Enable a **real-time terminal dashboard** for:

- Monitoring layer-by-layer execution
- Tracking memory consumption
- Observing CPU/GPU usage
- Measuring execution time per layer
- Viewing final model statistics

Activate by setting `enable_dashboard=True` in `.forward()`.

---

## 🔧 Cache Support

Choose your caching strategy:

- **Memory Cache** (default): In-memory caching of layer weights.
- **Redis Cache**: Share cache across multiple processes or machines.
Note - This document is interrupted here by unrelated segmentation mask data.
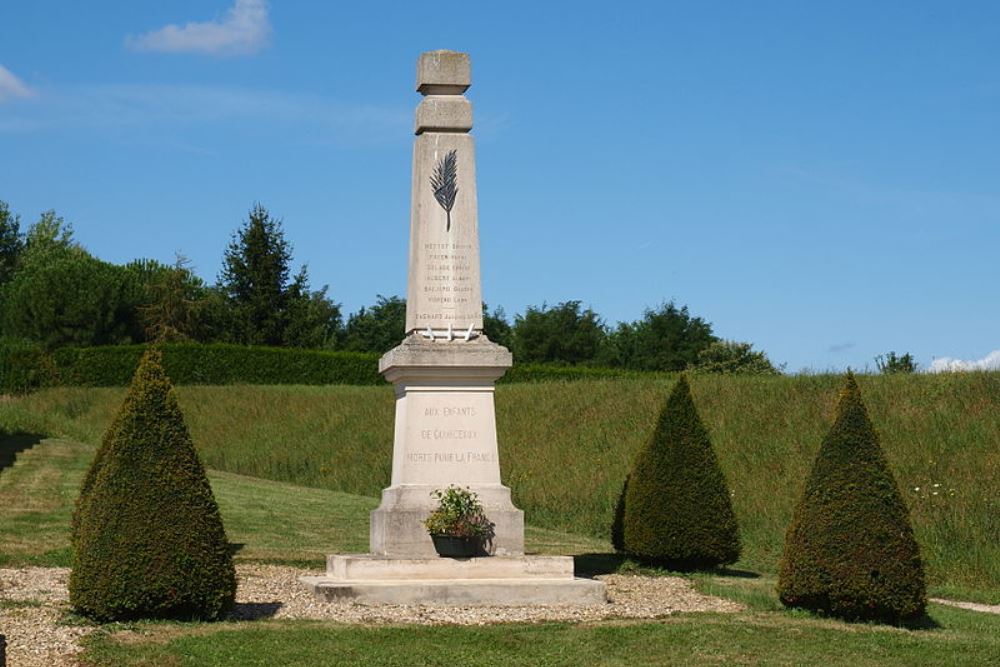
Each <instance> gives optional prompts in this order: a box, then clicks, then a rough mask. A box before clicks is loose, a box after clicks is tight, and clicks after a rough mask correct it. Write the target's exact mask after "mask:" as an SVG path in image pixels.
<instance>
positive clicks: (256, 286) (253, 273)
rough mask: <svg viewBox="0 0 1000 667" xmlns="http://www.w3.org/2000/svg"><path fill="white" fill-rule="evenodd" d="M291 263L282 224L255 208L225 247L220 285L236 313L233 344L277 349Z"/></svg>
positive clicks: (260, 205) (259, 205)
mask: <svg viewBox="0 0 1000 667" xmlns="http://www.w3.org/2000/svg"><path fill="white" fill-rule="evenodd" d="M291 259H292V251H291V248H290V247H289V245H288V242H287V241H285V235H284V231H283V230H282V228H281V221H280V220H276V219H274V218H272V217H271V215H270V214H269V213H268V212H267V209H265V208H264V207H263V206H261V205H260V204H255V205H254V207H253V208H252V209H251V210H250V218H249V220H247V222H246V224H245V225H243V226H242V227H241V228H240V229H239V230H237V232H236V233H235V234H234V235H233V239H232V241H230V243H229V247H228V248H226V252H225V256H224V257H223V268H222V275H221V276H220V281H219V282H220V284H221V286H222V288H223V290H224V292H225V293H226V296H227V297H228V299H229V302H230V303H231V305H232V306H233V308H234V310H235V315H236V320H237V323H238V324H237V326H238V330H237V331H236V332H234V333H235V334H236V335H235V338H236V339H237V341H238V342H241V343H246V344H249V345H281V343H282V338H283V335H284V330H285V314H286V313H285V310H286V307H287V305H288V304H287V301H288V295H287V290H288V280H289V263H290V262H291Z"/></svg>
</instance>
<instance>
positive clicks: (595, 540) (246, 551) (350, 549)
mask: <svg viewBox="0 0 1000 667" xmlns="http://www.w3.org/2000/svg"><path fill="white" fill-rule="evenodd" d="M25 440H28V441H34V442H37V444H35V445H34V446H32V447H30V448H28V449H24V450H23V451H21V452H19V453H18V454H17V458H16V463H15V465H13V466H12V467H10V468H7V469H4V470H3V471H2V472H0V566H6V567H11V566H17V565H48V566H56V565H58V566H68V565H70V560H71V554H70V549H69V521H70V516H71V514H72V512H73V504H74V502H75V499H76V495H77V492H78V491H79V488H80V481H81V479H82V478H83V473H84V471H85V470H86V467H87V465H88V464H89V463H90V460H91V458H92V457H93V455H94V448H93V447H91V446H90V445H83V444H80V443H75V442H71V441H68V440H59V439H39V438H33V437H30V436H8V437H6V438H2V437H0V448H8V449H9V448H11V447H12V446H13V444H14V443H24V441H25ZM208 476H209V480H210V481H211V483H212V490H213V491H214V493H215V497H216V499H217V500H218V502H219V508H220V510H221V512H222V520H223V523H224V524H225V526H226V534H227V536H228V537H229V541H230V542H232V543H233V544H234V545H235V548H236V549H237V551H236V559H237V562H239V561H241V560H242V561H262V562H269V563H284V564H294V565H302V566H306V567H316V568H321V567H323V566H324V563H325V559H326V554H327V553H335V552H336V553H352V552H355V553H358V552H366V551H368V513H369V512H370V511H371V510H373V509H375V507H376V505H378V501H376V500H375V499H373V498H369V497H366V496H355V495H351V494H347V493H339V492H337V491H329V490H326V489H314V488H308V487H303V486H295V485H292V484H285V483H282V482H273V481H270V480H263V479H256V478H253V477H245V476H243V475H234V474H232V473H225V472H218V471H214V470H209V473H208ZM525 541H526V545H527V549H528V550H530V551H533V552H536V553H587V552H591V551H607V550H608V549H609V545H608V544H606V543H604V542H602V541H600V540H596V539H593V538H588V537H585V536H578V535H570V534H567V533H560V532H557V531H552V530H544V529H540V528H534V527H528V528H527V530H526V533H525Z"/></svg>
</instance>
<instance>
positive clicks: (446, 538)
mask: <svg viewBox="0 0 1000 667" xmlns="http://www.w3.org/2000/svg"><path fill="white" fill-rule="evenodd" d="M431 540H432V541H433V542H434V550H435V551H437V552H438V556H442V557H444V558H472V557H473V556H475V555H477V554H478V553H479V552H480V542H481V540H480V539H479V538H477V537H455V536H454V535H431Z"/></svg>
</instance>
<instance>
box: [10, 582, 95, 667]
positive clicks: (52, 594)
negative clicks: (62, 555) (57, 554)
mask: <svg viewBox="0 0 1000 667" xmlns="http://www.w3.org/2000/svg"><path fill="white" fill-rule="evenodd" d="M68 579H69V568H65V567H29V568H21V569H0V634H3V635H4V636H5V637H6V638H7V665H8V667H22V666H24V667H49V666H50V665H51V666H56V665H72V664H74V660H73V655H75V654H76V653H79V652H80V647H79V645H78V644H77V639H79V638H80V637H82V636H83V635H85V634H87V633H88V632H90V631H91V629H92V628H89V627H85V626H73V625H61V624H59V621H60V619H61V618H62V616H63V613H64V611H65V610H67V609H69V603H68V602H67V600H68V595H67V593H66V582H67V580H68Z"/></svg>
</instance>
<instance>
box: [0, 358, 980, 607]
mask: <svg viewBox="0 0 1000 667" xmlns="http://www.w3.org/2000/svg"><path fill="white" fill-rule="evenodd" d="M858 381H859V384H860V385H861V390H862V394H863V396H864V399H865V401H866V403H867V404H868V407H869V409H870V411H871V415H872V419H873V421H874V422H875V425H876V428H877V429H878V431H879V433H880V434H881V437H882V444H883V448H884V450H885V453H886V457H887V458H888V460H889V463H890V465H891V466H892V470H893V473H894V474H895V476H896V479H897V481H898V482H899V485H900V488H901V490H902V492H903V497H904V499H905V501H906V503H907V505H908V506H909V509H910V515H911V517H912V522H913V527H914V531H915V533H916V537H917V540H918V541H919V543H920V545H921V550H922V554H923V557H924V559H925V562H926V564H927V573H928V577H929V581H930V584H931V590H932V592H933V593H934V594H935V595H941V596H951V597H960V598H965V599H973V600H976V601H980V602H988V603H994V604H996V603H1000V539H998V537H997V536H998V535H1000V495H998V494H997V488H996V487H997V485H996V481H995V480H996V479H997V478H998V477H1000V447H998V446H997V444H998V443H1000V373H996V372H994V373H946V374H941V375H925V374H918V375H900V376H861V377H859V378H858ZM841 382H842V378H840V377H836V376H794V377H775V378H769V377H727V376H695V377H694V378H692V391H693V393H694V398H695V401H696V402H697V404H698V409H699V411H700V412H701V415H702V418H703V419H704V421H705V424H706V426H707V428H708V430H709V432H710V433H711V436H712V440H713V444H714V446H715V449H716V452H717V454H718V456H719V461H720V464H721V465H722V468H723V471H724V472H725V474H726V476H727V479H728V482H729V485H730V488H731V489H732V491H733V494H734V495H733V506H734V509H735V511H736V514H737V519H738V521H739V524H740V532H741V537H742V541H743V545H744V548H743V557H742V559H741V561H740V562H739V563H738V564H737V567H738V568H742V569H747V570H754V571H757V572H762V573H770V574H773V573H775V572H776V571H777V564H778V559H779V558H780V556H781V550H782V546H783V542H784V532H785V528H786V527H787V525H788V522H789V520H790V519H791V514H792V509H793V507H794V504H795V502H796V500H797V499H798V497H799V495H800V494H801V492H802V487H803V485H804V484H805V480H806V478H807V476H808V472H809V468H810V466H811V465H812V462H813V459H814V457H815V455H816V451H817V450H818V448H819V444H820V441H821V440H822V438H823V435H824V434H825V432H826V430H827V429H828V428H829V426H830V423H831V421H832V419H833V410H834V407H835V404H836V399H837V391H838V390H839V387H840V384H841ZM672 383H673V380H672V379H670V378H665V377H651V378H627V379H620V380H585V381H577V382H540V383H522V384H510V385H502V386H499V387H497V395H496V401H497V428H498V432H499V441H500V462H501V467H502V475H503V479H504V480H505V483H507V484H508V485H509V486H510V487H511V489H512V491H513V496H514V502H515V504H516V505H517V506H518V507H520V508H522V509H523V510H524V511H525V515H526V517H527V520H528V521H529V522H530V523H531V524H533V525H535V526H541V527H544V528H548V529H551V530H554V531H557V532H558V533H562V534H574V535H588V536H590V537H592V538H595V539H596V540H597V541H598V542H601V543H603V542H604V540H606V539H607V534H608V527H609V526H610V523H611V516H612V510H613V508H614V504H615V501H616V500H617V497H618V493H619V491H620V490H621V485H622V482H623V481H624V478H625V474H626V471H627V470H628V468H629V466H630V465H631V463H632V460H633V458H634V456H635V453H636V451H637V450H638V449H639V448H640V447H641V446H642V444H643V443H644V442H645V440H646V439H647V438H648V437H649V435H650V433H651V432H652V429H653V425H654V423H655V419H656V415H657V411H658V410H659V409H660V406H661V404H662V402H663V400H664V399H665V397H666V395H667V392H668V391H669V390H670V387H671V386H672ZM123 392H124V390H122V389H93V388H90V389H88V388H57V389H50V390H45V391H41V392H37V393H35V394H32V395H29V396H25V397H19V398H15V399H11V400H7V401H5V402H3V403H0V429H2V428H4V427H7V429H8V430H9V431H13V430H14V429H17V430H22V431H28V432H35V433H44V434H46V435H49V436H58V437H63V438H68V439H71V440H74V441H79V442H86V443H90V444H96V443H97V442H98V441H99V440H100V437H101V434H102V433H103V431H104V429H105V428H106V426H107V424H108V422H109V421H110V419H111V417H112V415H113V414H114V411H115V410H116V409H117V408H118V406H119V404H120V402H121V398H122V395H123ZM178 397H179V400H180V403H181V407H182V409H183V410H184V413H185V418H186V420H187V422H188V424H189V426H190V428H191V433H192V436H193V438H194V441H195V445H196V446H197V447H198V449H199V451H200V453H201V455H202V457H203V459H204V461H205V463H206V465H208V466H209V467H211V468H213V469H215V470H224V471H227V472H229V473H236V474H240V475H249V476H252V477H257V478H266V479H271V480H275V481H278V482H288V483H291V484H295V485H301V486H308V487H314V488H319V489H327V490H330V491H340V492H344V493H349V494H354V495H356V496H365V497H369V498H377V497H378V494H379V492H380V490H381V489H382V487H384V486H385V485H386V484H387V483H388V480H389V474H390V473H389V470H390V457H391V445H392V419H393V407H392V402H393V394H392V388H391V387H389V386H388V385H386V386H383V387H345V386H329V387H316V386H245V385H244V386H239V385H237V386H227V387H211V386H182V387H179V388H178ZM219 494H220V496H224V495H225V491H224V490H223V489H222V487H220V491H219ZM263 509H266V508H263ZM351 516H353V515H351ZM319 528H320V529H322V526H320V527H319ZM234 540H235V538H234ZM362 546H363V545H362ZM352 548H353V547H352ZM288 557H289V558H293V559H294V558H299V557H301V556H299V555H296V554H290V555H289V556H288ZM307 557H308V558H313V556H311V555H310V556H307Z"/></svg>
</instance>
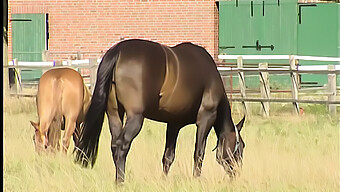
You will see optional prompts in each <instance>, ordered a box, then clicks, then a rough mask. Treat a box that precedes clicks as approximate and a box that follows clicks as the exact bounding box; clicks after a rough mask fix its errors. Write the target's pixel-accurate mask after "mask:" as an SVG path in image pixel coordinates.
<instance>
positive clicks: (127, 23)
mask: <svg viewBox="0 0 340 192" xmlns="http://www.w3.org/2000/svg"><path fill="white" fill-rule="evenodd" d="M9 13H12V14H14V13H49V30H50V39H49V51H50V52H51V54H50V57H49V60H54V59H68V58H69V54H62V53H57V52H70V53H71V52H73V53H74V52H75V51H81V52H87V53H86V54H85V55H83V58H89V57H94V56H97V55H102V53H99V52H105V51H106V50H107V49H108V48H110V47H111V46H112V45H114V44H116V43H117V42H119V41H121V40H122V39H130V38H141V39H148V40H153V41H157V42H159V43H163V44H166V45H169V46H173V45H176V44H178V43H181V42H185V41H190V42H193V43H196V44H199V45H201V46H203V47H205V48H206V49H207V50H208V52H209V53H210V54H211V55H212V56H213V57H214V58H215V59H216V58H217V54H218V49H217V47H218V12H217V8H216V5H215V1H214V0H110V1H109V0H83V1H77V0H40V1H38V0H25V1H18V0H9ZM9 18H10V15H9ZM11 31H12V28H11V23H10V22H9V52H10V53H11V50H12V47H11V46H12V43H11V42H12V41H11ZM9 57H10V58H9V59H11V55H10V56H9Z"/></svg>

Example configuration for Redis:

```python
cache_type='redis',
redis_config={'host': 'localhost', 'port': 6379, 'db': 0, 'prefix': 'layer_cache'}
```

---

## 📁 File Format

- Utilizes **`.safetensors` format with index.json**.
- Compatible with models exported via 🤗 Transformers or custom serialization.

---

## 🤝 Contributing

We welcome pull requests and feature suggestions.  
Please open an issue to discuss major changes before contributing.

---

## 📜 License

MIT License — Feel free to use, fork, and build upon this project.